XXIII. Tlatelolco: 1968

– Nadie tiene derecho a reconocer un cadáver. Nadie tiene derecho a llevarse a un muerto. No va a haber en esta ciudad quinientos cortejos fúnebres mañana. Arrójenlos a la fosa común. Que nadie los reconozca.

Desaparézcanlos.

Laura Díaz fotografió a su nieto Santiago la noche del 2 de octubre de 1968. Ella llegó caminando desde la Calzada de la Estrella para ver la entrada de la marcha a la Plaza de las Tres Culturas. Había venido fotografiando todos los sucesos del movimiento estudiantil, desde las primeras manifestaciones a la creciente presencia de los cuerpos de policía al bazukazo contra la puerta de la Preparatoria a la toma de la Ciudad Universitaria por el Ejército a la destrucción arbitraria de laboratorios y bibliotecas por los sardos a la marcha universitaria de protesta encabezada por el rector Javier Barros Sierra seguido por toda la comunidad universitaria a las concentraciones en el Zócalo gritándole al presidente Gustavo Díaz Ordaz «sal al balcón hocicón» a la marcha del silencio con cien mil ciudadanos amordazados.

Laura grabó las noches de discusión con Santiago y Lourdes y la docena o más de jóvenes hombres y mujeres apasionados por los acontecimientos. El niño de dos años, el Santiago IV, estaba dormido en la pieza que la abuela le preparó en el apartamento de la Plaza Río de Janeiro, desalojando archivos viejos, deshaciéndose de cachivaches inservibles que en realidad eran recuerdos preciosos, pero Laura le dijo a Lourdes que si a los setenta años ella no había archivado en la memoria lo que resultaba digno de recuerdo, iba a hundirse bajo el peso del pasado indiscriminado. El pasado tenía muchas formas. Para Laura, era un océano de papel.

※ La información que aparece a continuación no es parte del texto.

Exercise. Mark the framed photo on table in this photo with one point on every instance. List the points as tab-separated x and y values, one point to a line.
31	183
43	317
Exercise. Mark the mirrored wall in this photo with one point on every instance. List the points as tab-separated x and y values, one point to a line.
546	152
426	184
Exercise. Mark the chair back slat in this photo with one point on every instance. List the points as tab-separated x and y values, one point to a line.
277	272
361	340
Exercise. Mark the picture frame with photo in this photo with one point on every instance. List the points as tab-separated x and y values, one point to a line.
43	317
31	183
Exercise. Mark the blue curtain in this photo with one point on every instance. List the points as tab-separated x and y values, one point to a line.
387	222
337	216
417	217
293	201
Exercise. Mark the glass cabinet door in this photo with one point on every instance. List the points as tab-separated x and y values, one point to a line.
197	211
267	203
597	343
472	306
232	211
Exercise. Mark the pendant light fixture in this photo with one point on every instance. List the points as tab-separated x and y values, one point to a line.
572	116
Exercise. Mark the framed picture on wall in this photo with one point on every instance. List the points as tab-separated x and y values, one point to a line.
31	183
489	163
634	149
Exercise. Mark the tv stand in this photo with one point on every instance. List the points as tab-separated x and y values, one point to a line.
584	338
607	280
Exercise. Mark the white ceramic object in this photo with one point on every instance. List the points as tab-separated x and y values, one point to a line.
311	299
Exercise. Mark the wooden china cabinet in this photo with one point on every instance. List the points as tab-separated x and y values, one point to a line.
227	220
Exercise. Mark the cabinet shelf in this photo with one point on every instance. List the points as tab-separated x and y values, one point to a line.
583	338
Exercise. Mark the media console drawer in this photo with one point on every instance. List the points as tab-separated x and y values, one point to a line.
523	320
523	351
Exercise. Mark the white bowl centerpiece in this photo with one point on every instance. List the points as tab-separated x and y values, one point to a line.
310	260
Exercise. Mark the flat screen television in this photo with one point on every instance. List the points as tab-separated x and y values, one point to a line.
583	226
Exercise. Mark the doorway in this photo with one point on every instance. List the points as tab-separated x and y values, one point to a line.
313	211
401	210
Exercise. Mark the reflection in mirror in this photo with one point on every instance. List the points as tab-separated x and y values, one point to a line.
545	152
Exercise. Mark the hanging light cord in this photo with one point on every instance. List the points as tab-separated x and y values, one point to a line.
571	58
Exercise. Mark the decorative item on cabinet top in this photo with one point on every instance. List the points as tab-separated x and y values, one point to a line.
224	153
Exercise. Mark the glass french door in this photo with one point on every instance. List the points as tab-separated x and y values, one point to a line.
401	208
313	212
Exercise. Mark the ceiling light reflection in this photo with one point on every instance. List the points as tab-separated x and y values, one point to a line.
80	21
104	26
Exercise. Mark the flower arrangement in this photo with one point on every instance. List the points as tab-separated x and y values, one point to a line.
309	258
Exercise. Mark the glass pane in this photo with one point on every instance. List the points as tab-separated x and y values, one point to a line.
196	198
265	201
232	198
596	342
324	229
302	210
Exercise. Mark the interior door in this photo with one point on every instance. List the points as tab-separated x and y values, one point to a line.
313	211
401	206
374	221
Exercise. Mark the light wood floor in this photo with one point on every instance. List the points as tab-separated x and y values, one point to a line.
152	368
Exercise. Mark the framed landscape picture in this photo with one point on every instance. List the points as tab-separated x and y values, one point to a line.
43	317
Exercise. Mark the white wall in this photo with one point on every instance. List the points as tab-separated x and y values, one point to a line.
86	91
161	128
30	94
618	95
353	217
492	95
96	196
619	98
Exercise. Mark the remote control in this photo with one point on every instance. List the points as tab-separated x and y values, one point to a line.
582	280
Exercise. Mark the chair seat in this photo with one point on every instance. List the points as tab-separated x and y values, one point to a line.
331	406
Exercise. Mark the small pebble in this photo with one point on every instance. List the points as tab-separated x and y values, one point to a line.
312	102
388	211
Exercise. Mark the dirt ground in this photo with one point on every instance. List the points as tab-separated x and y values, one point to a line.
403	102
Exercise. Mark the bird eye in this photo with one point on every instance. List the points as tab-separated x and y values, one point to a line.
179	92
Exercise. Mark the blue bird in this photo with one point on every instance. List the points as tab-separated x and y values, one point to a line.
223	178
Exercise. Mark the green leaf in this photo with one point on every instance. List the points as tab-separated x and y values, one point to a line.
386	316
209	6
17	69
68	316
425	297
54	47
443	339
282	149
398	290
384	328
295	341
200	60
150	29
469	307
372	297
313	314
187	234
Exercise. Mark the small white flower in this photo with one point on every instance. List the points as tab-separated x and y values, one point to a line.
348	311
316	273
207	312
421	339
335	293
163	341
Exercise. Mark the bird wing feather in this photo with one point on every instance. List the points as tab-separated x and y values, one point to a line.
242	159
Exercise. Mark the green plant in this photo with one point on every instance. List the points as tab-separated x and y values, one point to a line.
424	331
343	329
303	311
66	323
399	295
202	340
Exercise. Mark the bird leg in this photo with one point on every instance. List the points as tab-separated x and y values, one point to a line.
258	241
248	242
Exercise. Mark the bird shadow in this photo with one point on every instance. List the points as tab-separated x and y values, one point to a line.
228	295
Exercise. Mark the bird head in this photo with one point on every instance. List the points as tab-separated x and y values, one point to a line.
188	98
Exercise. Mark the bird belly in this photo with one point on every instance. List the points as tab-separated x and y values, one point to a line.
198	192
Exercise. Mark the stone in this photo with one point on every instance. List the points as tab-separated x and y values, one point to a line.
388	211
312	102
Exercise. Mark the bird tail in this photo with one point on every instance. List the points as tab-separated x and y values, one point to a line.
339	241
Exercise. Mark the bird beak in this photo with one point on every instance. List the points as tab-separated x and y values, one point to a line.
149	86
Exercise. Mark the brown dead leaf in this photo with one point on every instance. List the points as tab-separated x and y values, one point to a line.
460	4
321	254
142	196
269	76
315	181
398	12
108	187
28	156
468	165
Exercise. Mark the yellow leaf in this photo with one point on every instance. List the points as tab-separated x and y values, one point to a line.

¿Qué era una fotografía, después de todo, sino un instante convertido en eternidad? El flujo del tiempo era imparable y conservarlo en su totalidad sería la fórmula de la locura misma, el tiempo que ocurre bajo el sol y las estrellas seguiría transcurriendo, con

o sin nosotros, en un mundo deshabitado, lunar. El tiempo humano era un sacrificio de la totalidad para privilegiar el instante y darle, al instante, el prestigio de la eternidad. Todo lo decía el cuadro de su hijo Santiago el Menor en la sala del apartamento: no caímos, ascendimos.

Laura barajó con nostalgia las hojas de contacto, tiró a la basura lo que le pareció inservible y desalojó el cuarto para que lo ocupara su biznieto. ¿Lo pintamos de azul o de rosa?, rió Lourdes y Laura se rió con ella; mujer u hombre, el bebé dormiría en una cuna rodeada de olores de película, los muros estaban impregnados del inconfundible perfume de la fotografía húmeda, el revelado y las copias colgadas, como ropa recién lavada, de ganchos de madera más propios de un tendedero.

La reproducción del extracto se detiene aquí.